With 63 dairy princesses in the books, South Dakota’s next dairy royalty will be crowed March 26 during the Central Plains Dairy Expo.
The ceremony takes place during the welcome reception at the Denny Sanford Premier Center in Sioux Falls.
For perspective on the title and what it means for the young women who act as a dairy ambassador, the 39th dairy princess, Dr. Pandi Pittman, spoke with the Tri-State Neighbor.
She said her position as dairy princess enabled her to pursue her current path as the superintendent of the Wessington Springs School District in central South Dakota.
“(Dairy princess) benefited me because I was trained on delivering interviews and the messages I wanted to pass to the public,” she said.
Pittman grew up in western South Dakota on a diversified dairy operation. Her family had goats, cattle, dairy cattle and crops. It was a busy operation, she said.
“Not only were we keeping up with dairy cows we were keeping up with the crops,” she said.
Because of her background and her love for the family farm, she went to South Dakota State University for a degree in dairy production. But she eventually followed a different career path.
Pittman served as dairy princess in 1994. After running in 1993, Pittman tried again the following year and was awarded the title. Her year of traveling the state and meeting producers helped hone her ability to communicate and build relationships, Pittman said.
After seven years back on the family farm after college, Pittman used those connections and communication skills to pursue a different path – teaching. She began her career as an agriculture education teacher in Wall, South Dakota, and eventually moved on to being a science teacher. Later, she received her doctorate in school administration.
“Education wasn’t a goal of mine at SDSU,” she said. “If you told that kid that was a dairy princess that she’d be a superintendent, I thought you’d be off your rocker.”
Her time has dairy princess was marked by town visits across the state. Each stop taking her farther from her comfort zone, Pittman said. But with her family background, she said she could effectively communicate and discuss dairy issues with the producers she met.
Char Hovland, knew right away that Pittman would succeed at the position. She works with the Midwest Dairy Association to put on the dairy princess program.

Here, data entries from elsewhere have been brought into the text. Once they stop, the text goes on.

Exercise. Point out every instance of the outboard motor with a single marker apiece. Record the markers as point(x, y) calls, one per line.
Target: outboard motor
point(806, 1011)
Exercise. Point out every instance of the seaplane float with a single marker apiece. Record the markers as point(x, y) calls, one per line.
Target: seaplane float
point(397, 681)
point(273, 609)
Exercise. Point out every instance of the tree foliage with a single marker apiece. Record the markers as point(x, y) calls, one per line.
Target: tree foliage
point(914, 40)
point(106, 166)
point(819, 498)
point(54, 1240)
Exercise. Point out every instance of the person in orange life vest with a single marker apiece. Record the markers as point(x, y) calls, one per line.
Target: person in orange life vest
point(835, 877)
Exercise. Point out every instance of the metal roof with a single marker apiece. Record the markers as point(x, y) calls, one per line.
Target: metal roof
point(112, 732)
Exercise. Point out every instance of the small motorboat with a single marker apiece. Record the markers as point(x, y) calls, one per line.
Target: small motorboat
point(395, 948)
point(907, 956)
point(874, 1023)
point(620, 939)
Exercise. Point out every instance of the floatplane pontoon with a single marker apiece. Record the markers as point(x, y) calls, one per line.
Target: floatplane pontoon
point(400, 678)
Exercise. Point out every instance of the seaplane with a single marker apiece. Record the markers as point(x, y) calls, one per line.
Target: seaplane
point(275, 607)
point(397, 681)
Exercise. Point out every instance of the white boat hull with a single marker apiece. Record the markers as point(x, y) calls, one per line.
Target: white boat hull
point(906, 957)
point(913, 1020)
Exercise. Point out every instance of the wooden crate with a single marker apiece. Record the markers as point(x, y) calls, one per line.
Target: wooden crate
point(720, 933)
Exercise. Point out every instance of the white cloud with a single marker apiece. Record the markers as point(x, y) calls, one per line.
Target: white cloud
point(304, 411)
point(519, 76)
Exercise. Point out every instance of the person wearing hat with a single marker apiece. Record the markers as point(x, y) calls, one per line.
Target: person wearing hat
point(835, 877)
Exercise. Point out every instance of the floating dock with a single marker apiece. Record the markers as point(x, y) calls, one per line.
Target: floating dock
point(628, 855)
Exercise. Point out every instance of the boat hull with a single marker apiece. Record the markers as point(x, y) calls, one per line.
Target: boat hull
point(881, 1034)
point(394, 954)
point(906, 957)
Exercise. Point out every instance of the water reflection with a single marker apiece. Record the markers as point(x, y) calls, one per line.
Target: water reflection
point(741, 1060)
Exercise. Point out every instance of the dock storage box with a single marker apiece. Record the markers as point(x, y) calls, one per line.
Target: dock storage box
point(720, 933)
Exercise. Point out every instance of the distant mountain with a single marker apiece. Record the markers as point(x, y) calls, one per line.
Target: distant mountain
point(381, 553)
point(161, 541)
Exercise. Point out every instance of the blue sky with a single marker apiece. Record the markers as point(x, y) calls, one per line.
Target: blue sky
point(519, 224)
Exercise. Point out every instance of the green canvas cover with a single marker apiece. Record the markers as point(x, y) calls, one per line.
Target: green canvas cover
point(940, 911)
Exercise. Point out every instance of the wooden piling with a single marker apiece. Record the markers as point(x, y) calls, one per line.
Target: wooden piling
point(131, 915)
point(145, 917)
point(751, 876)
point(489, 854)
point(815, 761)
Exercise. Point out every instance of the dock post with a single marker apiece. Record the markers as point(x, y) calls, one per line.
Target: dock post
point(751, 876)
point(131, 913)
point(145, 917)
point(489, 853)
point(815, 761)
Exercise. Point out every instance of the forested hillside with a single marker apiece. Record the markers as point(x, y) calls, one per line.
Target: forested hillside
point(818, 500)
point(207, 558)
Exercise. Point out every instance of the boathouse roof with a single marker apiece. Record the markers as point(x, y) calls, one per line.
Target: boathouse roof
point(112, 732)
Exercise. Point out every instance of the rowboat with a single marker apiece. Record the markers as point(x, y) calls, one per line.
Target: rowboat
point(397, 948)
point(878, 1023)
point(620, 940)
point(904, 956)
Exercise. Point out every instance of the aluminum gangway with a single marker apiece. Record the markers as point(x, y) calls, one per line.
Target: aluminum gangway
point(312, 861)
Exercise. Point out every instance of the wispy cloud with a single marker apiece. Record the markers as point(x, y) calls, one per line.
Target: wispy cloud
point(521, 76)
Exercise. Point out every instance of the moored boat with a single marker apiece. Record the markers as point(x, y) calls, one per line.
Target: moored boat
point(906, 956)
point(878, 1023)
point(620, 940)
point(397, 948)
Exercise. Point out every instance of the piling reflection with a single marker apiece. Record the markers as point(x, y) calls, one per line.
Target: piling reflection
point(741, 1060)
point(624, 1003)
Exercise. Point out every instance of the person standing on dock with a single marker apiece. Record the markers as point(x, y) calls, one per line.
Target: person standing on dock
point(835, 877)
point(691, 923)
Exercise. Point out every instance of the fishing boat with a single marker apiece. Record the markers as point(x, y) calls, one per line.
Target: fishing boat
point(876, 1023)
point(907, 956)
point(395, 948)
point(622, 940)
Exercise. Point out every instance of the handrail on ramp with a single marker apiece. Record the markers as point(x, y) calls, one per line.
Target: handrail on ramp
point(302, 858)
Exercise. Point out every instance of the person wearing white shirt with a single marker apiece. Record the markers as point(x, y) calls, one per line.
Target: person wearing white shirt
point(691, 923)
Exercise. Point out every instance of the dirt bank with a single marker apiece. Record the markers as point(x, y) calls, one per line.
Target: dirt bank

“I just knew when she was crowned that she’d be a self starter and knew what she was going do,” Hovland said.
Hovland has worked with the dairy princess program for 33 years. Even after retiring in 2011, she continues to work as a consultant for the program. Her passion keeps her interested in it, she said.
Once Pittman was ready to move on from her family’s operation, she sold her herd to a dairy farmer she met during her time as a princess.
Today, Pittman has been removed from dairy about as long as she was part of it on her own, but she said those skills she learned on the farm and as princess have carried with her. Her appreciation for agriculture allowed her to educate students who don’t come from an ag background and teach them what makes the state of South Dakota tick.
“There’s a lot of kids out there that don’t have access to a farm and ranch that could really benefit (from additional education),” she said.
As the time has come to crown a new princess, Pittman said being removed from dairy for so long has unfortunately distanced herself from the program but she said she still can see the benefit.
“Always good to have an ambassador for things,” she said. “I’m an ambassador for the school so I can see it there.”
Hovland said those ambassador’s are critical at a time when more and more dairies are shutting down under the harsh economic times.
“We need to keep the dairy industry alive and show all consumers the importance of dairy,” Hovland said.
Each year, Hovland sees fewer princess candidates try out for the title, but she still sees the same passion in each of the young women that compete.
The 64th Dairy Princess will be crowned on March 26 at the Central Plains Dairy Expo in Sioux Falls. Morgan Kohl, the 63rd princess, will be on stage to hand over the sash to South Dakota dairy’s newest ambassador.
The program of the Midwest Dairy Association awards a $1,000 scholarship to the winner, and a $500 scholarship from the Central Plains Dairy Expo is awarded to the first runner-up. All candidates get a $250 scholarship.
Candidates are graduating high school seniors who have parents or guardians who are actively engaged in dairying. They are judged on their communication skills, personality, general knowledge of the dairy industry and enthusiasm for dairy promotion.